I learned this quote verbatim at an early age, sometime in my teens. But it’s something I’m only truly appreciating now that I’m a mother.
One of the biggest things about motherhood, at least for me, has been simply accepting what is happening around me at any given point. Because acceptance is not really in my nature.
But acceptance is a key factor to more meaningful motherhood.

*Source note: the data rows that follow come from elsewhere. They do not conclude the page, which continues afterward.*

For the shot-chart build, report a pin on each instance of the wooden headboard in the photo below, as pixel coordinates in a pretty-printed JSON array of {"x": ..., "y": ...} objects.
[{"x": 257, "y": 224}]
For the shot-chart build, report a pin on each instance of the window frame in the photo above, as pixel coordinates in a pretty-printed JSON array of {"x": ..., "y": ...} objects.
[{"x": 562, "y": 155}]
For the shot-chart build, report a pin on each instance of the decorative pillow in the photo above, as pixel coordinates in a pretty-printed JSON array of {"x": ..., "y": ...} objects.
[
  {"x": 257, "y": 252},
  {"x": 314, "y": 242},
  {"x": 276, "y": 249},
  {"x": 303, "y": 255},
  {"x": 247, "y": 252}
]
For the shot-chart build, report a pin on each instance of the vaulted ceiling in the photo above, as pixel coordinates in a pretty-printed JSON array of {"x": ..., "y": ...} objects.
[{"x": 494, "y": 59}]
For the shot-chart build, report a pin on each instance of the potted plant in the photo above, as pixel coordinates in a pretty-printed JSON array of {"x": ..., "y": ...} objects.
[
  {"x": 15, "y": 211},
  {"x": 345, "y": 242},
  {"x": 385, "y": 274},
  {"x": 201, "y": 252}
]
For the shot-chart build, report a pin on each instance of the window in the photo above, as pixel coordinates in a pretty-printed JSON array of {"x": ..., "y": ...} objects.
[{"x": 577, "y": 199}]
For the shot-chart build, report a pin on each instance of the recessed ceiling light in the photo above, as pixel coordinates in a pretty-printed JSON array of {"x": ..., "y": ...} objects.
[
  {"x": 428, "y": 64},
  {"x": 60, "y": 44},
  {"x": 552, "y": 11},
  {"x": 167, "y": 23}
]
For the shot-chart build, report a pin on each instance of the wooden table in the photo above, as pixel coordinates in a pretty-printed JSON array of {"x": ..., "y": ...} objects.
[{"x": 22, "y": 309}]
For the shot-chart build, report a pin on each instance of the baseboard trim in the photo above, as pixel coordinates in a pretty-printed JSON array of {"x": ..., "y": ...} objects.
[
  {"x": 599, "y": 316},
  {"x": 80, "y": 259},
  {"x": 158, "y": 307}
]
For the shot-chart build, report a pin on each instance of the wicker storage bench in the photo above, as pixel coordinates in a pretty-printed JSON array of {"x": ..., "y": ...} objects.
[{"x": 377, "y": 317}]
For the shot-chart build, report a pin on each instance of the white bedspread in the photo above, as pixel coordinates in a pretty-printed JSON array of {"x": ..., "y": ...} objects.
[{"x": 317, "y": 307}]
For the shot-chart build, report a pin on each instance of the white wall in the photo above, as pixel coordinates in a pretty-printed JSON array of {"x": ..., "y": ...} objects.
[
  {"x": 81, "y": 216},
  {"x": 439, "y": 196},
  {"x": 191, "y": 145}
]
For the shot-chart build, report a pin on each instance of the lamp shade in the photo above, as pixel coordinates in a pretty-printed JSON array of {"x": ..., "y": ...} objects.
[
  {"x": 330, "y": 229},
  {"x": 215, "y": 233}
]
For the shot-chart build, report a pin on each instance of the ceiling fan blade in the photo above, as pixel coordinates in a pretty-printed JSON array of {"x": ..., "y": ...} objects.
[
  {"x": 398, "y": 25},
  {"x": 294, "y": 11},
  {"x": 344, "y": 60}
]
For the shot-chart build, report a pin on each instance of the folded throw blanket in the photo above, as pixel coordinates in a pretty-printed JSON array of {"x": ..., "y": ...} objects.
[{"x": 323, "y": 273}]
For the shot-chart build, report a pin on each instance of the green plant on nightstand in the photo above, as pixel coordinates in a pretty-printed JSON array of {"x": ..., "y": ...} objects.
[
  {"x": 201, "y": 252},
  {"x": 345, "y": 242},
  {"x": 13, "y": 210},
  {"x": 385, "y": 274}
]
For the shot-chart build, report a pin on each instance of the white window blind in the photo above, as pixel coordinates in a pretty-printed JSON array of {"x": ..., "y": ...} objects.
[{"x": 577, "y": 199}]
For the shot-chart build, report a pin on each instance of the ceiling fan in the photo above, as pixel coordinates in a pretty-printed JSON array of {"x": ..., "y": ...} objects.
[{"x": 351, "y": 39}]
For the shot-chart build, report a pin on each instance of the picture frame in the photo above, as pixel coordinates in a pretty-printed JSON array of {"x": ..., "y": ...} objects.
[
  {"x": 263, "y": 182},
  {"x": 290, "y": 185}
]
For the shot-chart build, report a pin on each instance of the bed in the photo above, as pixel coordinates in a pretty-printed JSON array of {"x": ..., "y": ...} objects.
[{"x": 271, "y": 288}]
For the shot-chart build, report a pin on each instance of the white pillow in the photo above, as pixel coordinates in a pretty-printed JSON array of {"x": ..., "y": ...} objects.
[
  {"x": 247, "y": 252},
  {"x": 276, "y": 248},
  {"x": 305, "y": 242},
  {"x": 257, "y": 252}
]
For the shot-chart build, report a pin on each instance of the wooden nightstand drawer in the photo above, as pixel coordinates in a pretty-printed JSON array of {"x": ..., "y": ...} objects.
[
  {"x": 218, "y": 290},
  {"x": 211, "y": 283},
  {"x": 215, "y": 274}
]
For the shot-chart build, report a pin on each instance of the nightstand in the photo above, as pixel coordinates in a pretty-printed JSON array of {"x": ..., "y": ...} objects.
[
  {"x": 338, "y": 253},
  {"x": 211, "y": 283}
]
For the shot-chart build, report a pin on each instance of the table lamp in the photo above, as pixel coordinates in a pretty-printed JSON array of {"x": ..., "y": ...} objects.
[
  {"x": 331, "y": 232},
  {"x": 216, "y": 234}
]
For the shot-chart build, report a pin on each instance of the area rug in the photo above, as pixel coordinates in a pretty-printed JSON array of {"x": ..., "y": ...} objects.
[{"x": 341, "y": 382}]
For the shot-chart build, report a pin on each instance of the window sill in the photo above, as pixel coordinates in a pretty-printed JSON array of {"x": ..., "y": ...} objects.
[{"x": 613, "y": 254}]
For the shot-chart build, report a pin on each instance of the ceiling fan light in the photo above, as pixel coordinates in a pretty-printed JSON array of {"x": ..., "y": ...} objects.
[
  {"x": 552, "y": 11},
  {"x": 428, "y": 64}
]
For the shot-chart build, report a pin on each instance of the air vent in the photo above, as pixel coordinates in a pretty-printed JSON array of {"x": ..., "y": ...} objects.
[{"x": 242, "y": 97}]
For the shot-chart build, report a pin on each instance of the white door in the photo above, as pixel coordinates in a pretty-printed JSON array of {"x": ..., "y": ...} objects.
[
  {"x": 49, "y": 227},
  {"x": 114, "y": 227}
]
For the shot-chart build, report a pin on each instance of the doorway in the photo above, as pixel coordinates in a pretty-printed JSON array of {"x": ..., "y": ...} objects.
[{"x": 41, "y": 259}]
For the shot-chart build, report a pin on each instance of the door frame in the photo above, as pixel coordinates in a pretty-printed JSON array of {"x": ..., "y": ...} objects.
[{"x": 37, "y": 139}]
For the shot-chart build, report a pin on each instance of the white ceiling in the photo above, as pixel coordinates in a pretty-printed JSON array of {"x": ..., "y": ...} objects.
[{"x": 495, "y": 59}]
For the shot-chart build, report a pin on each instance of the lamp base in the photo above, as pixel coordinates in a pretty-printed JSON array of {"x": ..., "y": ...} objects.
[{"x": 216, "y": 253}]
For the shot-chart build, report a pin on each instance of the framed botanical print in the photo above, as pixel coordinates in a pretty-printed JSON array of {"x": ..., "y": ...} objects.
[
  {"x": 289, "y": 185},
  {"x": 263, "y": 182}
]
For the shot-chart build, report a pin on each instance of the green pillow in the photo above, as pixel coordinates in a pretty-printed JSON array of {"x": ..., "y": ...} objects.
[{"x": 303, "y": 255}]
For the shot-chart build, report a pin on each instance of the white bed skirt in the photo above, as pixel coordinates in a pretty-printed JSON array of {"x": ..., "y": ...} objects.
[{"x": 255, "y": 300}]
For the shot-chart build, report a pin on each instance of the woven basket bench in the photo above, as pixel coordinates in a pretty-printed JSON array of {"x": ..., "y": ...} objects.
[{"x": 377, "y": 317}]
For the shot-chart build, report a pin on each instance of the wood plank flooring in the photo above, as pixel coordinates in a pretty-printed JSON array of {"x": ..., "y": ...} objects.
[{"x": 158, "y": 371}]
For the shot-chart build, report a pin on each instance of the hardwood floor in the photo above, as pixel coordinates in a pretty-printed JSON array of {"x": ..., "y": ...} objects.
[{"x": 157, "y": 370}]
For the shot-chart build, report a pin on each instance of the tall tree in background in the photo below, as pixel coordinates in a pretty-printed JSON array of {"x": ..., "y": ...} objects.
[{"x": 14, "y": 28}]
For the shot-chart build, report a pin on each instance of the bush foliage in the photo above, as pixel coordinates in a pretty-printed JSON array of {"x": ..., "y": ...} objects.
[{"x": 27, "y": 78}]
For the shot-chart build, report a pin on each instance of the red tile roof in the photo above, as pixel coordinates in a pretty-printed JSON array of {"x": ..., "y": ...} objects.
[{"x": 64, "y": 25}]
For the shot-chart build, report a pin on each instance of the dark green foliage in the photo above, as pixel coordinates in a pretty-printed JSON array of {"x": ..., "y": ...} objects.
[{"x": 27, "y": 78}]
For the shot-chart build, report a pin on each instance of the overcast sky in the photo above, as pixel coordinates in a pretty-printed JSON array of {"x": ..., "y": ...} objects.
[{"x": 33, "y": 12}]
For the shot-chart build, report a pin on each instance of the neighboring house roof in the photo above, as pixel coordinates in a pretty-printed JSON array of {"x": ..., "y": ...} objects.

When I was younger I thought the important part of this phrase was the “wisdom” bit. Knowing stuff is always the be-all and end-all when you’re academically minded and hell-bent on smashing your Year 12 grades (ie, a nerd). However, there were definitely times when it was “courage” that I strived for – the courage to change things. I truly LOVE change. I thrive on it, seek it out, revel in it. But there have been times when my courage needed a bolster. Like moving to the UK for two years. And then deciding not to go through with the second year because I happened to meet a nice boy when I came home for Christmas. Big changes, big courage. (ps. the boy is now my husband, so I guess that change was for the best.)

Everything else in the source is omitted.